Developer Diary | Posted: 01/11/2005
Visibility Determination System
Introduction
In this issue of the developer's diary I will mention a solution of a visibility determination system (VSD), which I have recently implemented to the engine for the game El-Matador.
For the most of 3D games (except of few exceptions, naturally) VSD system is quite a key component that affects a speed of a depiction of the game. VSD system deals with a very important task - from thousands of objects, which together make millions of polygons it has to determine expressly those, which the player can see. That means that if everything what lies in a visual pyramid was always processed for a complex environment, you may have any PC you want, but FPS you get would not be too interactive. If you don't believe it, you may start Doom3, write "noclip" in the console and then go out of the room and look around a little. If you reach a higher speed than 1 FPS, well done! VSD system is very important for the games that take place rather in an indoor environment (Doom3), the games that take place in an outdoor environment (FarCry) use more LOD (Level Of Detail) system. If the game takes place in a combined environment, what is just our case, everything is a little more complicated.
I was always very interested of VSD systems and related issues, so I have been following actual trends for some 10 years and I must say, when I implemented BSP-PVS system for our first 3D engine few years ago, I didn't even dream that we would solve visibilities by such an exotic method as we are doing now :
"Spatial databases" & VSD
The 3D scene must include information of a spatial layout of objects - so-called spatial index (or spatial database, as you wish) to allow us any reasonable activity (depictures, calculation of collisions etc.). This spatial index is a data structure, which enables you to make some operations very effectively.
You can see it as an abecedarian phone book (which is basically a one-dimensional index). If you try to find somebody's phone number in a phone book which is not in an alphabetical order, you will not be probably very successful. The same is with the spatial indexes except of the fact that there are many methods of implementing of these indexes. From the non-technical and practical point of view, the principal difference that we (and in particular the designers) are interested in is whether this index is static or dynamic. If you use a static way of the spatial division of the scene, which is represented e.g. by BSP trees (BSP method is used e.g. by engines going from Quake), you must make a compilation of the scene to the resulting format after each bigger adjustment of the map, which may be a very uneasy, slow and potentially defective process. We have implemented quite a new way of the spatial division for Matador in our engine (before we also used BSP) - a dynamic AABB tree. This structure is fully dynamic and any handling with the objects of the scene has an immediate response. You can insert objects to the scene, move, delete them and you never need any "compilation".

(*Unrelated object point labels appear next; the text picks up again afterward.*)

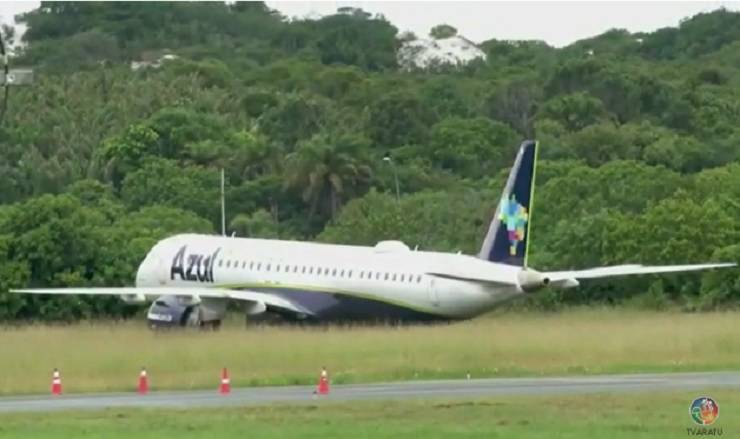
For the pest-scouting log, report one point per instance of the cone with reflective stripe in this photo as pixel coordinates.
(143, 382)
(225, 387)
(323, 387)
(56, 382)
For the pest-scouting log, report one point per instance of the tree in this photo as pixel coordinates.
(472, 147)
(327, 168)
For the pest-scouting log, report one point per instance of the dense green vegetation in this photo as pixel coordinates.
(640, 139)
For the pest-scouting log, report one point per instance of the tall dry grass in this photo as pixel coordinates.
(104, 357)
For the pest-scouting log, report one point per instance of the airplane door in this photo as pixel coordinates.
(162, 272)
(433, 296)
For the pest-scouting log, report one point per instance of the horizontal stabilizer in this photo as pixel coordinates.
(626, 270)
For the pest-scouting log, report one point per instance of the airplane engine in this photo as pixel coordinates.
(530, 281)
(174, 312)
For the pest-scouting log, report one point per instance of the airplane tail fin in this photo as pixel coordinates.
(508, 235)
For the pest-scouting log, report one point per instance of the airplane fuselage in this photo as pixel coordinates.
(330, 282)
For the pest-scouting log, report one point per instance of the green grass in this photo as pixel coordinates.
(105, 357)
(643, 415)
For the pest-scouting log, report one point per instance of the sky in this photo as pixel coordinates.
(556, 22)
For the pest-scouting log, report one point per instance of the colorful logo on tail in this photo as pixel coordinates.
(704, 410)
(515, 217)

The static methods of the representation of the scene usually use pre-calculated (static) structures to determine the visibility. In case of Quake engine and its derivates we used the legendary PVS (Potentially Visible Set) structure, which include information from which part of the map you can see other parts of the map. Such structure is super-effective, which somewhat balances the uneasy re-counting after each bigger change of the map. As we use a dynamic method of the division of the scene in our engine, also the determination of the visibility is fully dynamic. Instead of determine what we can see the system determines what you cannot see. All this goes together well. PVS systems use so-called portals (in fact these are windows by which the system decide where you can see), our system uses so-called antiportals (alias occluders), which determine where you cannot see.
Occlusion culling
The system of the visibility in our engine comes under the category of so-called image space occlusion culling systems, which use the fact that some objects shade the view very effectively and thus inhibit display of objects lying behind them. What we appreciate in such systems is the fact that they may be quite easily (using some optimizations) used for any 3D environment. It doesn't matter whether this is an indoor or outdoor environment. Almost always you can find suitable objects that shade you the view. Typhoon2 engine uses a modified Hierarchical Occlusion Maps (HOM) system, which is a very effective way of the implementation of the occlusion culling. This simply works so that the objects, which are good occluders for the actual frame (so they well shade in the view), depict to a special z-buffer, from which a hierarchic z-buffer is made (this is similar to making of mipmaps at textures, but the rules for the filtration are different) against which the visibility of other parts of the scene (again by a hierarchic way, due to the spatial index). The hierarchic z-buffers use almost all modern graphic cards in the level of pixels. That is because this structure allows determining very effectively whether a part of the scene is overlaid by a nearer part of the scene and so it doesn't need to be worked up. It seems to me that some readers may think this hierarchy is too much. Simply said, at all algorithms and programming applies: The hierarchic is fast, the non-hierarchic is slow :)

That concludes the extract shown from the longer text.